Which is not to say it is entirely flawless. (SPOILER!) For one, the subject of the Jaelya. While positioned as a major character, like Mon Mothma in RotJ, like Mothma, she's important less for what she does, which is very little on-screen, and more for who she is. She is Regent of Harkera, which is the focus of the plot, she is the key to the Deeper Plot surrounding Harkera and our window into it, she is Durban Chola's sister and the key to opening him up, but, like Ozma of Oz, while she forms an important crossroads between other characters and plot elements, she fails to emerge as a major mover for her own sake, its an easy point to miss as the author is brilliant as giving her characters, especially her POV's, full and very human inner lives. But the regent still does not have much to actually Do, and I'm not sure why that bothers me.
But all in all, very much a worthy continuation of the promise of the first book.
Top international reviews
As soon as I finished the first book of this series which I enjoyed so much I bought the next. I had to find out what would happen to the three main characters in their individual search for an answer to their very different problems. The difficulty in writing this review is how to describe the enthralling story without giving away the plot and the continuous twists and obstacles the trio encounter.
A warlord’s brilliant general who all believe has the blood of a massacred city on his hands, an off world freedom fighter captured and branded a slave by the backward society that captured him and a man so skilled in deception that it is difficult for any but himself to know what his goal is. These characters are cast like dice into a world on the brink of consumption by the warlord’s lust for total domination. Will the throw alter the course of history? Do any of the participants even care about the outcome? Can the last bastion of near civilisation dare to entrust its survival to a proven traitor, a man on the run and someone who many consider to be a grinning liar.
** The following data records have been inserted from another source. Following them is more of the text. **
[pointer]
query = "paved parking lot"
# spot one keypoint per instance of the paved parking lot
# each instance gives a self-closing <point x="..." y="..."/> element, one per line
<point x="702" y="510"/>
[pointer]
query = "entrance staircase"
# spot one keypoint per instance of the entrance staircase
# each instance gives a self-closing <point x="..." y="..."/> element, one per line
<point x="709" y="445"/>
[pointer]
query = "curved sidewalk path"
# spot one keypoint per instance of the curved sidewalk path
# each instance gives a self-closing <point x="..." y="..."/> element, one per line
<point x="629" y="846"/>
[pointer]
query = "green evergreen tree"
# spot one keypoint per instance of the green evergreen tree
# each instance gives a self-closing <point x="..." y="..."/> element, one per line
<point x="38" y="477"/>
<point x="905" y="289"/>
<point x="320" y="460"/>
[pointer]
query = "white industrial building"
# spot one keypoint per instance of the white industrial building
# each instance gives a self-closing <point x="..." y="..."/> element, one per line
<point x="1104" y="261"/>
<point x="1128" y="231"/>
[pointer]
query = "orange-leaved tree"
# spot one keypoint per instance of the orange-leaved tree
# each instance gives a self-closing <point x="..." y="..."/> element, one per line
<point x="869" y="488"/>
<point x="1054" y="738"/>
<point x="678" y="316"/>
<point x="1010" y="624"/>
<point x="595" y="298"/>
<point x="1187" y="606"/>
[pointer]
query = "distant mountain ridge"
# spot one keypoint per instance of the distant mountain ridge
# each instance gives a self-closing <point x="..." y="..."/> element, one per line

To answer these questions you will need to follow the tortured path that these men follow. To succeed they must fight their way through a world where even fait and chance seem loaded against them. Join their band, saddle your pony and make ready for a nerve jangling foray of danger betrayal and mistrust to an uncertain future.
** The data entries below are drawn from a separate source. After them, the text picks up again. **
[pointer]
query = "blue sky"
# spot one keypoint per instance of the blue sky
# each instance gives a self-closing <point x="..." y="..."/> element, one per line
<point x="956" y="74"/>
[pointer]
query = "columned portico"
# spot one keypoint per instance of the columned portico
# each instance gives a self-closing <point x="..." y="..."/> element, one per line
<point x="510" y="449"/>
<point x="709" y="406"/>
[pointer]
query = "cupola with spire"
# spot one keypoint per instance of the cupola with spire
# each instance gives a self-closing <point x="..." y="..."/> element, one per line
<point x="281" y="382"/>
I can promise that you will not be disappointed and will cling on by your fingernails to this splendid fantasy till the bitter end.
The casual brutality was at times shocking enough to grasp me by the throat, but it is handled cleverly and the book never wallows in gore.
I liked it a lot, and I shall most certainly be reading the third volume.
So why not five stars? It's just that I'm still not quite able to immerse myself. I'm still sitting outside the story looking in. I think it's me. I do wish there was a 4.75 stars category.
Between all those strong characters, there is a secondary one, the only one filled with a certain ingenuity and normal human feelings: Princess Karlynne. I wished that she could be able transfer more of her personality into the surrounding world, and I thought that Caer’s personality could have been exploited in a more restrained manner.